Nicholas Burns, the undersecretary of state for political affairs, who joined Gates at the conference, told reporters afterward that he and his counterparts agreed that the nonmilitary part of the effort to stabilize Afghanistan also needs to be re-energized and improved.

"There was a strong sense that the civilian side, run by all of our governments and by the U.N., needs now to be elevated and expanded and be made as strategically purposeful as what we see on the military side," Burns said.

Gates said the Edinburgh talks produced a consensus on the need to fashion an "integrated plan" for what needs to be achieved in Afghanistan within the next three to five years as well as specifics on how those things can be accomplished.

The major proposal circulating to address these issues is the appointment of a high-level coordinator. The leading contender for this position, former Bosnia High Representative Paddy Ashdown, has argued:

"I've always said that Afghanistan was more likely to succeed if the international community co-ordinated itself and spoke with a single voice," the former Bosnia chief told Sky News television.

"Its failure to do so has led us to a position I think where the relatively low level of resources we are putting into Afghanistan are seriously wasted," he added.

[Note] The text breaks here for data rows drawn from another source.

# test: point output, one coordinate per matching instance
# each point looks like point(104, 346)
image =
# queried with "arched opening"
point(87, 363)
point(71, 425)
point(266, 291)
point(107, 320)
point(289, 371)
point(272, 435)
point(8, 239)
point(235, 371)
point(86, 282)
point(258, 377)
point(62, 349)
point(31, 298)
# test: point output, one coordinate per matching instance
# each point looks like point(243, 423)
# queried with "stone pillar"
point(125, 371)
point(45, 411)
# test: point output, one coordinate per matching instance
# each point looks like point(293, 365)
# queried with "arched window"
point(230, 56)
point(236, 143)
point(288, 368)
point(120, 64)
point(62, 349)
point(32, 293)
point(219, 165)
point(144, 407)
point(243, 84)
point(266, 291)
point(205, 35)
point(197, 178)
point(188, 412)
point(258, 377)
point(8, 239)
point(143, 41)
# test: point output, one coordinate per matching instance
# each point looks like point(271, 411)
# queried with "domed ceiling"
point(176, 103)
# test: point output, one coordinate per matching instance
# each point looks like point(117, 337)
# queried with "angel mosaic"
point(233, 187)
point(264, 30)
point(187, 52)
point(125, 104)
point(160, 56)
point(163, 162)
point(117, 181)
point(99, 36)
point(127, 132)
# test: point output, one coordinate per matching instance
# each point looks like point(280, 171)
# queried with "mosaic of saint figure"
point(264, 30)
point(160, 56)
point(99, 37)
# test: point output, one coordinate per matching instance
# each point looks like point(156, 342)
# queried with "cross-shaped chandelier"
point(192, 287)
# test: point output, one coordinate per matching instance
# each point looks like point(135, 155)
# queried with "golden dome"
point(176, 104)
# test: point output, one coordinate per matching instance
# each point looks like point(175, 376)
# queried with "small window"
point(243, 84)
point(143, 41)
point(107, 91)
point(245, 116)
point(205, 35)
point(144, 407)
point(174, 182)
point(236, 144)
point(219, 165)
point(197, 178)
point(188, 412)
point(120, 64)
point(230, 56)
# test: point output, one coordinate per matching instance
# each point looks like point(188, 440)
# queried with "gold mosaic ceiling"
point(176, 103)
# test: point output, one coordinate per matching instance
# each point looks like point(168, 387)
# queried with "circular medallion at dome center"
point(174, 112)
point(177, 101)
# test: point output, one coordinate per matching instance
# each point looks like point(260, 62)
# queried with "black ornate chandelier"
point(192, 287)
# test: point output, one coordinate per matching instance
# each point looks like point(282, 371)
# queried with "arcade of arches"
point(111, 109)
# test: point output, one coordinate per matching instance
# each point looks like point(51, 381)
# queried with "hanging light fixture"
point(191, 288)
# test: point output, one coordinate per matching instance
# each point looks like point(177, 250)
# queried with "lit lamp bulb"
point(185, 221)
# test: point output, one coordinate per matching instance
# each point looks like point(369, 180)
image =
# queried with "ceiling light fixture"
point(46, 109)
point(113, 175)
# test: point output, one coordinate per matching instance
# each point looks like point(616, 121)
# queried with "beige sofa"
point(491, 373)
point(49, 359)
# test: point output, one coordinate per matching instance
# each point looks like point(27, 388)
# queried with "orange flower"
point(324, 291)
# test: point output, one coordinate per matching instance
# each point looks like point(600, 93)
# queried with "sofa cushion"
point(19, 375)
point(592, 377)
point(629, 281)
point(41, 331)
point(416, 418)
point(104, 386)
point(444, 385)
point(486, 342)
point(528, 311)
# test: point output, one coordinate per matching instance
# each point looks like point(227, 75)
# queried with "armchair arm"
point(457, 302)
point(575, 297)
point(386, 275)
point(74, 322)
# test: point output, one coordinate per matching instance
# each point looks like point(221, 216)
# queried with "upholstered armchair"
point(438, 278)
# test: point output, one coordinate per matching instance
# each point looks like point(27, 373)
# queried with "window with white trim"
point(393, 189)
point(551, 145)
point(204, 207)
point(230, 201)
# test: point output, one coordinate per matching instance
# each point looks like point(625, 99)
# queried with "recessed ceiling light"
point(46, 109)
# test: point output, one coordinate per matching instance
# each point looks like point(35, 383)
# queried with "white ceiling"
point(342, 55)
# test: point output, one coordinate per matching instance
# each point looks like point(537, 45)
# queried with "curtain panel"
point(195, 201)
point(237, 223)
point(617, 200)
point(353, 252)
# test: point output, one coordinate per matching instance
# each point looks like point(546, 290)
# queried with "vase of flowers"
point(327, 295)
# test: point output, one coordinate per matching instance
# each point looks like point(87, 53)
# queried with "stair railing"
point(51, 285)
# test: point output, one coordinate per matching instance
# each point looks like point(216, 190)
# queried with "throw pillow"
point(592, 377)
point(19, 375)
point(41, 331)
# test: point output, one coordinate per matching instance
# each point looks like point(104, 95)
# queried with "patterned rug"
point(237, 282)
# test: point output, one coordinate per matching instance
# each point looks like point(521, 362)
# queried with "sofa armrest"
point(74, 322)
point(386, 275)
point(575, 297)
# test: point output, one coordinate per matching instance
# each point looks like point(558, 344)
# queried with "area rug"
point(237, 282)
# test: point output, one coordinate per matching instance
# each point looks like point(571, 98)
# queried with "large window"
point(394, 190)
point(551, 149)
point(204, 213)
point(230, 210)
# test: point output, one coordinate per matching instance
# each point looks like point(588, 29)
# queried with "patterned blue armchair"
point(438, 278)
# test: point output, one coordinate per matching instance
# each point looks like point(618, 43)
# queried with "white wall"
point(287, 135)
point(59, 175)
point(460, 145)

Such coordination is badly needed. But calling someone a "high level coordinator" does not enable him to produce high-level coordination. The position is reported to include being appointed both UN SRSG and the NATO Senior Civilian Representative and perhaps eventually EU Special Representative as well. But the UN SRSG has no budgetary authority over the UN agencies, let alone the bilateral donors (led by the U.S.) that provide aid through their own parallel (and very wasteful) channels. The NATO SCR has authority over neither military activities nor the civilian assistance provided by the Provincial Reconstruction Teams. The EUSR has no authority over the aid provided by the European Commission. Unless the "coordinator" presides over a pooled international budget for Afghanistan, including security sector reform, development aid, and counter-narcotics, he will just become another agency that needs to be coordinated. Inevitably, he will be tempted to spend his time hectoring the Afghan government rather than coordinating the international actors.

The Afghan government badly needs coherent support from the international community; but a high-level "coordinator" without real authority will not deliver it. Afghans will listen to such a coordinator only if he actually produces more coherent assistance. Otherwise he will be a focal point not for coordination, but for blame. I hope that's not the point.